Business Companies 14 Nov 2019 Global fund managers ...

Global fund managers see equity as best doing asset class in 2020

DECCAN CHRONICLE. | RAVI RANJAN PRASAD
Published Nov 14, 2019, 1:46 am IST
Updated Nov 14, 2019, 1:46 am IST
52% expect equities to be the top performer in 2020, followed by commodities (21%) and cash (10%).
Investors added risk in November as their portfolios are no longer explicitly geared to assets that outperform in a low growth & low inflation backdrop, the survey said.
 Investors added risk in November as their portfolios are no longer explicitly geared to assets that outperform in a low growth & low inflation backdrop, the survey said.

Mumbai: More than 50 per cent of global fund managers surveyed by Bank of America Merrill Lynch during the first week of November expect equity to be best performing asset class in 2020.

According to the survey, recession concerns have vanished and fund managers expect a stronger global economy in the next year.

 

“Over half of investors surveyed (52 per cent) expect equities to be the top performing asset class in 2020, followed by commodities (21 per cent) and cash (10 per cent),” the survey said.

“The bulls are back,” said Michael Hartnett, Chief Investment Strategist, of America Merrill Lynch. “Investors are experiencing FOMO—the fear of missing out—which has prompted a wave of optimism and jump in exposure to equities and cyclicals,” Hartnett said.

Investors added risk in November as their portfolios are no longer explicitly geared to assets that outperform in a low growth & low inflation backdrop, the survey said.

Allocation to global equities jumped, indicating the highest level in one year as investor cash levels fell from 5.0 per cent last month to 4.2 per cent in November, the biggest monthly drop since November 2016 and lowest cash balance since June 2013.

Bank of America Merrill Lynch global fund manager survey was conducted between Novem-ber 1-7 and 230 panelists with $700 billion of asset under managment participated in total.

According to the survey, the US dollar is expected to depreciate in the next 12 months, say 37 per cent of investors surveyed said making it the weakest outlook on the US dollar since September 2007.

Trade war concerns (39 per cent) continued to top the list of tail risks cited by investors, followed by a bond market bubble (16 per cent), monetary policy impotence (12 per cent) and a slowdown in China (11 per cent).

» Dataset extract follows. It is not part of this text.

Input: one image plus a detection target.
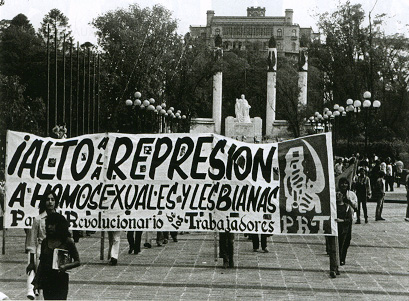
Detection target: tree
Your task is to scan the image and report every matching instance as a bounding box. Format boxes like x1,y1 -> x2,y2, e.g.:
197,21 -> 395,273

The dominant concerns of investors since 2011 have been Eurozone debt & potential breakdown; Chinese growth; populism, quantitative tightening & trade wars.

Trade war has topped the charts for 19 of the past 21 surveys, the report said.

US tech & growth stocks topped the list of the most crowded trades identified by fund managers, ahead of US corporate bonds.

Allocation to commodities fell as trade war concerns slightly subsided and allocation to emerging market equities rose month on month and EM became most preferred region among equity investors.